The president-elect has said repeatedly that his judicial appointments would not be required to meet a "litmus test" on the abortion issue, but he has vowed to appoint only "strict constructionist" judges to the nation's highest court, citing conservatives Antonin Scalia and Clarence Thomas as model justices.
"I am going to put judges on the bench who will strictly interpret the Constitution," he said Thursday.
The incoming chief executive also supports a ban on late-term abortions and would require doctors to notify parents before performing abortions on teenagers.
'Pro-Lifers' Call Comments 'Upsetting'
Mrs. Bush's remarks Thursday — her most explicit to date on the controversial issue — caught leading members of the anti-abortion rights community off-guard, leading many to now question her husband's commitment to their cause.

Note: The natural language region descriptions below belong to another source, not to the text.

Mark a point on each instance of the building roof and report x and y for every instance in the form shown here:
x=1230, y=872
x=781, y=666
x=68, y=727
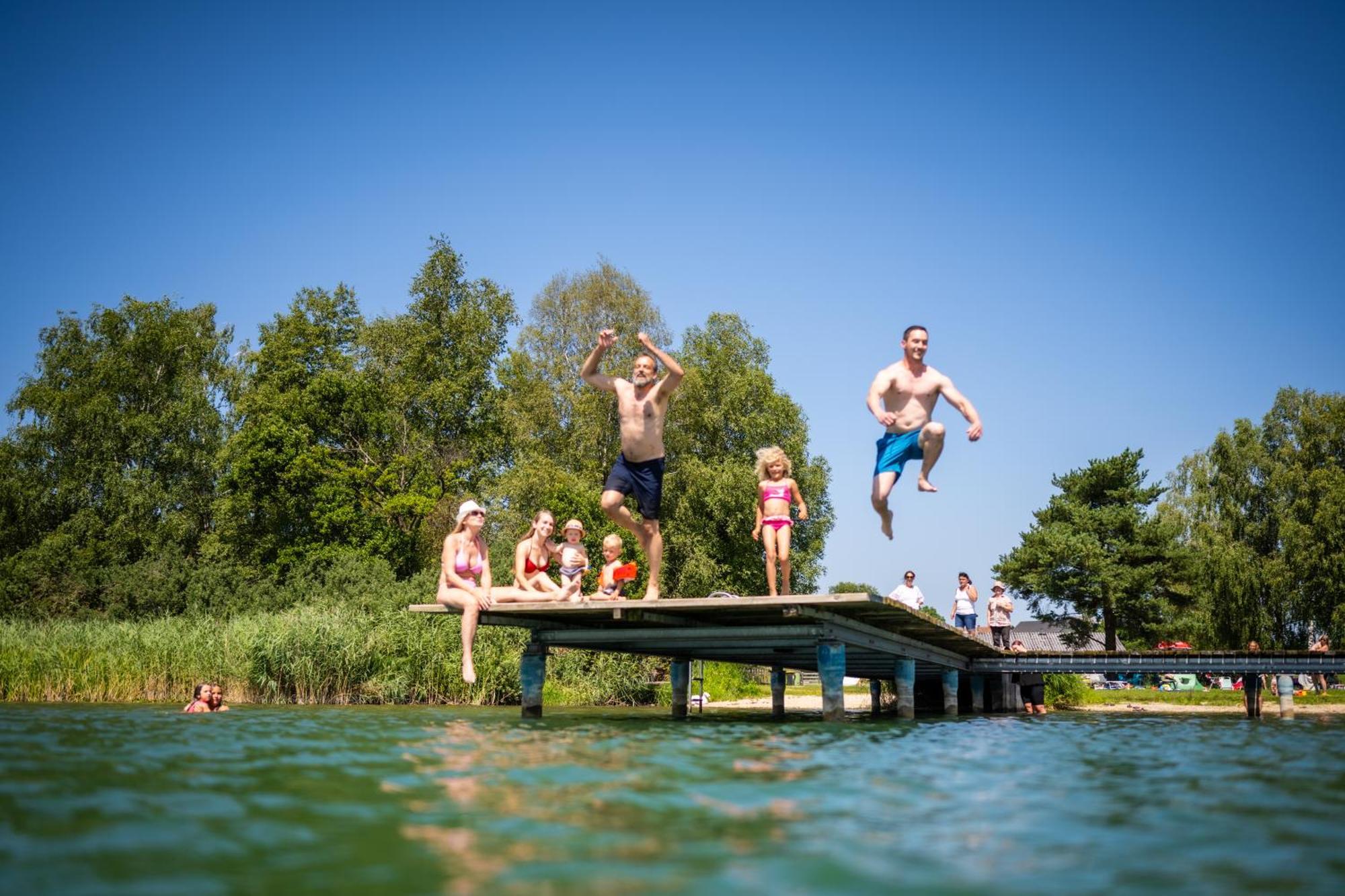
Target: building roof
x=1036, y=634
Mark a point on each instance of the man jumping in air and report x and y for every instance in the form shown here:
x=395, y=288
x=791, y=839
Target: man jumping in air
x=909, y=391
x=642, y=404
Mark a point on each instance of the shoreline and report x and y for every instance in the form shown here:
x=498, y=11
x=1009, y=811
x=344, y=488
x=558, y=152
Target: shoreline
x=853, y=702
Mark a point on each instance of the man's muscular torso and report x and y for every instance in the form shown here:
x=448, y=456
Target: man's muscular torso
x=642, y=420
x=911, y=397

"[Mrs. Bush's statement] is not very helpful," said Nellie Gray, president of the March for Life Fund. "I would have thought that if she didn't want to have Roe vs. Wade overturned, she would have made it clear somewhere along the way on the campaign trail."
"It would have been very helpful if … she would have said she would not join in being a truly pro-life advocate," Gray added.
"Millions of pro-life people were led to believe … that George Bush was more pro-life than he said he was," said Colleen Parro of the Republican National Coalition for Life. "The fact that Mrs. Bush spoke her mind … should be upsetting to them — to everybody who supported George Bush thinking that he was pro-life."
Bush transition spokesman Ari Fleischer declined to comment on Mrs. Bush's remarks.
"I don't discuss the personal views of the president's family," he said at a news conference in Washington this afternoon.
Ashcroft Remarks Also at Issue
The man Bush has tapped to head up the Justice Department, former Missouri Sen. John Ashcroft, is a staunch opponent of abortion. But under intense questioning from Democrats at his Senate confirmation hearings this week, the attorney general-designate promised to enforce Roe vs. Wade, calling it "settled law."
"I believe Roe vs. Wade … was wrongly decided," Ashcroft said Tuesday in his testimony the Senate Judiciary Committee. "I am personally opposed to abortion. But … I well understand that the role of attorney general is to enforce the law as it is, not as I would have it."
Bush's nomination of the staunchly conservative Ashcroft was viewed as a victory for anti-abortion rights advocates, but his recent comments, like Mrs. Bush's, are giving some of them pause.
"If the sentiment is that abortion is a settled law of the land and should remain so and it is no big deal … I absolutely expect [pro-life leaders] to take him on," said one prominent social conservative who asked not to be named. "At some point pro-life Americans will want to see pro-life things happening."
"People are expecting something to happen on Roe," the conservative leader added. "It will not go quietly into that good night, so to speak."
ABCNEWS' Gayle Tzemach contributed to this report.